Plaintiff failed to make out a prima facie case of "serious injury" within the meaning of Insurance Law § 5102 (d). Although both of her physicians predicted that her scar, restriction of movement, and tenderness in the right knee and cervical sprain would be permanent, neither suggested that such injuries amount to a permanent loss of a bodily organ or system, as plaintiff claims. Nor was there any competent medical evidence to support plaintiff's claim that she sustained a significant limitation of use of a body organ or member. While plaintiff's physicians indicated that she had restricted movement in her head, neck, back and right knee, they did not indicate the extent thereof, and the claim was contradicted by defendant's physicians, one of whom found no restriction and the other only a moderate limitation that plaintiff caused voluntarily. Even assuming that a restriction were demonstrated, plaintiff failed to raise an issue that it was "significant" within the meaning of the statute (see, Waldman v. Dong Kook Chang, 175 A.D.2d 204).
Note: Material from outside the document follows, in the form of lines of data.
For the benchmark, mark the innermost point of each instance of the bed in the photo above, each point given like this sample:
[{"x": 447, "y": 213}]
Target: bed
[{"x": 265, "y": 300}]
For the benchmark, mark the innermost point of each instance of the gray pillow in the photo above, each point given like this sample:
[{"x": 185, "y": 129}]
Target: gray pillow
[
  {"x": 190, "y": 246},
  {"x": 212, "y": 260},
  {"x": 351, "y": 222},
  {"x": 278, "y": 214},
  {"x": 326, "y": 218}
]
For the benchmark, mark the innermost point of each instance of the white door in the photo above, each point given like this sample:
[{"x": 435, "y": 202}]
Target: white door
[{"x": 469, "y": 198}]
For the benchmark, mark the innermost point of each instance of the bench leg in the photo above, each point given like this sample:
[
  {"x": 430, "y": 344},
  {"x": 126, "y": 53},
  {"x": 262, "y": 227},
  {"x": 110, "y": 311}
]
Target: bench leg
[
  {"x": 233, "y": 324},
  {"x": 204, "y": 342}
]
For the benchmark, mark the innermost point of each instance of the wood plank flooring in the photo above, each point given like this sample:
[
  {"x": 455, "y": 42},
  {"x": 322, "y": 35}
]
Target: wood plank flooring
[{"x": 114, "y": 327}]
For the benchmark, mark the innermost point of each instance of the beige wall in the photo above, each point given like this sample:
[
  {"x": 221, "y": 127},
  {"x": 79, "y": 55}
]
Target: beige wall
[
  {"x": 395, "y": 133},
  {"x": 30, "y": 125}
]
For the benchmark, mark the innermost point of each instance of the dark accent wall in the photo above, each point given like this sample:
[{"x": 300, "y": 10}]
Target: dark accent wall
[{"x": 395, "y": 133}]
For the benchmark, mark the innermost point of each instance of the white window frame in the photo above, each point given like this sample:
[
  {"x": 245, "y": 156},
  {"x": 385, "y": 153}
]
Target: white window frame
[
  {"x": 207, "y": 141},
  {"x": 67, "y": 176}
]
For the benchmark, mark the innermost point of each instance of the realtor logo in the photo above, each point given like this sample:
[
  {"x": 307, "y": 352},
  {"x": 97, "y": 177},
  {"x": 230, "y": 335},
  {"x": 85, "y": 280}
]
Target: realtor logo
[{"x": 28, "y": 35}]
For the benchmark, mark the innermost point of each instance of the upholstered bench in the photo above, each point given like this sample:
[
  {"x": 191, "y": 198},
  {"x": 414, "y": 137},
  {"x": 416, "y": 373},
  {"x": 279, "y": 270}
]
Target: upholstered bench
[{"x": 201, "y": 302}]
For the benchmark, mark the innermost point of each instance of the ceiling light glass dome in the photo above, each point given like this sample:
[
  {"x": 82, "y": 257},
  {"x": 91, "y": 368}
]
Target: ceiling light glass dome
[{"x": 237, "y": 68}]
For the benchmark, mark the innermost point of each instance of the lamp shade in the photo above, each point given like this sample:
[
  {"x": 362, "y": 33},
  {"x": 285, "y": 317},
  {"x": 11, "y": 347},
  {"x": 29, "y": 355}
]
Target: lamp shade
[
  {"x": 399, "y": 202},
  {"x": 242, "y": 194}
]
Nor did plaintiff raise an issue that the laceration above her right eyebrow is a "significant disfigurement" within the meaning of the statute, i.e., one that "a reasonable person would view * * * as unattractive, objectionable, or as the subject of pity or scorn" (Landsman v. Bunker, 142 A.D.2d 986). While plaintiff's surgeon described the laceration as a permanent "cosmetically significant scar", her treating physician described it as a laceration, defendant's physicians described it as a "two-inch healed laceration within an area of depression" and a "laceration" that "healed with a good cosmetic result", and photocopies of photographs of the laceration bear out the latter descriptions.
Finally, plaintiff's claim that, since the accident, she has been unable to perform her usual daily activities is wholly conclusory. We note that the affidavits of plaintiff's physicians were not accompanied by any exhibits and do not purport to describe the future course of treatments, making their assertions of a serious injury conclusory and insufficient to raise an issue in that regard (see, Lopez v. Senatore, 65 N.Y.2d 1017, 1019-1020).
Concur — Carro, J.P., Wallach, Rubin and Nardelli, JJ.